Panorama, 19 novembre 2015
La sera in cui Ron disse a Dalla che “Caruso” era una canzone orrenda
Quarantacinque anni immerso nella musica, nella bellezza di un’arte che gli ha fatto intrecciare parole e note con alcuni dei più grandi talenti italiani. Hanno interpretato canzoni scritte da lui Lucio Dalla, Gianni Morandi, Fiorella Mannoia, Loredana Bertè e Milva, giusto per citare i più celebri. Quella di Ron, all’anagrafe Rosalino Cellamare, è una storia (raccontata nel libro Chissà se lo sai – Tutta una vita per cercare me edito da Piemme Incontri) che parte da molto lontano, da un esordio al Festival di Sanremo nel lontano 1970.
Aveva solo 16 anni.
«E una mamma che m’aspettava ansiosa a casa. L’immagine che conservo nella memoria è una folla di 300 persone che mi attende al casello autostradale per scortarmi in corteo fino a casa con tanto di striscioni. Quando arrivo, sento la mia canzone che suona. Parenti e amici di famiglia avevano piazzato il giradischi sul terrazzo per far sentire a tutti il 45 giri di Pa’ diglielo a ma’. Una scena meravigliosa che dice molto dell’Italia di quegli anni».
Nella storia del suo sodalizio artistico con Lucio Dalla c’è un ingrediente essenziale: il telefono.
«Certo, ore e ore di conversazioni notturne per scambiarci opinioni sui rispettivi brani. Erano ascolti surreali: Lucio mi faceva sentire le sue idee cantando a squarciagola dopo aver lasciato la cornetta del telefono vicino al pianoforte o alla chitarra. E io facevo altrettanto. Mi mancano molto questi momenti.

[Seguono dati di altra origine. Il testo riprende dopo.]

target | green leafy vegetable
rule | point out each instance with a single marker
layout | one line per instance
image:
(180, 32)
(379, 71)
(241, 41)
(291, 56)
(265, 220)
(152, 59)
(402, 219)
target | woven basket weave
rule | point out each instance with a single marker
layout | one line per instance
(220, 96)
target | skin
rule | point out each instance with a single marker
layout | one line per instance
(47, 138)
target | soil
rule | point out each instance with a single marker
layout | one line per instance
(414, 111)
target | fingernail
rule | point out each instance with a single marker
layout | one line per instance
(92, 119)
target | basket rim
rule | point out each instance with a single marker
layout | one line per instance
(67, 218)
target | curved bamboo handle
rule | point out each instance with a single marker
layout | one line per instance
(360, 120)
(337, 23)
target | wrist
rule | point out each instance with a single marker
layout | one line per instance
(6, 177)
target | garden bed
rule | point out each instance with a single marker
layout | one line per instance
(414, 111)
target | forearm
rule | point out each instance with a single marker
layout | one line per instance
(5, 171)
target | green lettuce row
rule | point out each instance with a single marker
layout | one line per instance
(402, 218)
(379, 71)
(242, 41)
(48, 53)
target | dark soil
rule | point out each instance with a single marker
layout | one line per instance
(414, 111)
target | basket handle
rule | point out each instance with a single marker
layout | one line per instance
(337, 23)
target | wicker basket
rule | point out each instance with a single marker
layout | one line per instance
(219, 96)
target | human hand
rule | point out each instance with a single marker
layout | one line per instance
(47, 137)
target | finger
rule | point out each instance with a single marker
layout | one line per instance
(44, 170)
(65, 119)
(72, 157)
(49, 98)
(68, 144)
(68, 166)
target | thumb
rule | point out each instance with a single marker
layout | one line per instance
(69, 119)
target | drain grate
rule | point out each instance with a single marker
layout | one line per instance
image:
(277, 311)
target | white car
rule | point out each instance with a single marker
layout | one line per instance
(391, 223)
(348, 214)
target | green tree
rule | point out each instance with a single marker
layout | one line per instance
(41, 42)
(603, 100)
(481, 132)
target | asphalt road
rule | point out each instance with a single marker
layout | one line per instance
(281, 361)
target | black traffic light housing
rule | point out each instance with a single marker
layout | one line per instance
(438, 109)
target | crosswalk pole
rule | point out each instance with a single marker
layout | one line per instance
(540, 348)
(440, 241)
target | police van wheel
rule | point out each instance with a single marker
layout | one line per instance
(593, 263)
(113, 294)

Erano bellissimi».
Ricorda il momento in cui bocciò Caruso, uno dei brani simbolo della musica italiana nel mondo?
«Gli dissi che mi sembrava una canzone vetusta e che non mi convinceva l’idea che lui la interpretasse con accento napoletano. Lui ricambiò definendo una cagata pazzesca la mia Non abbiam bisogno di parole che invece andò molto bene. Alla fine, direi che siamo pari».
Non tutti sanno che lei fu il music maker del più leggendario tour negli stadi: Banana Republic, nel 1979, con Lucio Dalla e Francesco De Gregori.
«In effetti, gli arrangiamenti delle canzoni di quei concerti erano tutti miei. Avevo un ruolo importante dietro le quinte. Dalla e De Gregori si fidavano molto del mio lavoro. Eppure, quando a metà concerto veniva il mio turno di cantare scoppiava l’inferno: fischi e bottigliette a volontà nonostante a introdurmi sul palco fosse Francesco in persona. Ero diventato un mago nello schivare corpi contundenti mentre cantavo e suonavo la chitarra».
Il suo sogno da bambino era diventare un cantante famoso?
«Asssolutamente sì, mi sdraiavo sul letto e sognavo di diventare come Gianni Morandi. Volevo a tutti i costi la fama, ma poi ho scoperto la bellezza della musica in sé. Non sono mai stato in un conservatorio, non sono un mago dello spartito, ma la musica risiede dentro di me. E non l’ho mai tradita per cercare scorciatoie che portassero al successo. Io mi diverto ancora molto, in questi giorni sto scrivendo le canzoni un nuovo album».
Il suo primo tentativo di incontrare Jackson Browne (l’autore di The road diventata poi Una città per cantare) alla fine degli anni 70 si trasformò in un incubo.
«Un disastro. Mi presentai a casa sua, a Los Angeles, presentato da un giornalista italiano che diceva di conoscerlo bene. Alla porta si presentò un energumeno che mi disse senza girarci intorno: Jackson non vuole ricevere nessuno, men che meno degli italiani. Ci riprovai il giorno dopo: mi liquidò con le stesse identiche parole».
Quando ha capito che cosa era realmente successo?
«Vent’anni dopo quando Browne venne ospite a casa mia: aveva prestato la sua abitazione al giornalista italiano per qualche giorno mentre era in tour. Dopo tre mesi, finito il giro di concerti, tornò a casa e lo ritrovò ancora lì circondato da donne e sconosciuti. Non la prese bene...».